Worldwide PC shipments are on pace to grow 15.2 percent in 2008, according to IDC. That's above the analyst firm's March prediction of 12.8 percent growth. But laptop shipments, which have become an increasing force in the PC market, will peak.

Shipments of portable PCs should grow 34.5 percent this year, according to a PC shipment tracker that IDC released this week. That's up from 33.9 percent in 2007 and way above the projected 13.4 percent for next year. By 2012, according to the firm, portables will increase by only 9 percent.

HP notebooks
PC makers such as Hewlett-Packard are betting big on notebooks. The company this week released 17 new models, mostly for consumers. Hewlett-Packard

By the end of the year, PC makers will have shipped 310 million units, close to half (145.1 million) of which are notebooks. The rest are desktop PCs and servers, which together on a global basis still comprise the largest slice of the market, but the difference is disappearing fast.

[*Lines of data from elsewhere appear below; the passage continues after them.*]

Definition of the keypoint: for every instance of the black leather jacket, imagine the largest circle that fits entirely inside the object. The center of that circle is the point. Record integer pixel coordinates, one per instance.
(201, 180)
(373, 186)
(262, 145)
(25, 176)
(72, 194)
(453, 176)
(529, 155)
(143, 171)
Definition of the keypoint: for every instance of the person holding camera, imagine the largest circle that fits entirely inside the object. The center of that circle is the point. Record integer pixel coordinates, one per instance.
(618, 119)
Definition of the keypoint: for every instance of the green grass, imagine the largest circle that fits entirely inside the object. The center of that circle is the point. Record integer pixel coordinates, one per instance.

Portables are especially expected to take off internationally this year, growing from 78 million in 2007 to 109.4 million units this year. That's good news for the industry because notebooks and laptops tend to be pricier than desktop PCs, and they should keep average selling prices higher for a bit longer.

But inexpensive notebooks are stirring up the market too. A reason for the dramatic 40 percent bump in international portable shipments has a lot to do with how the numbers have been counted, according to IDC.

The firm said it had previously not included the rapidly growing low-cost mininotebook segment because of the "use of nontraditional PC designs, including the use of embedded or custom operating systems, (as well as) reduced processing power and storage," IDC said. But now, due to the popularity and computing robustness of the Asus Eee PC, the Classmate PC platform from Intel, and OLPC's XO, mininotebooks are included. Plus, the firm notes, the volume of units shipped are actually rising.

Those three manufacturers have some company in the consumer space. Acer, Hewlett-Packard, and perhaps Dell already have, or plan to release, their own tiny laptops.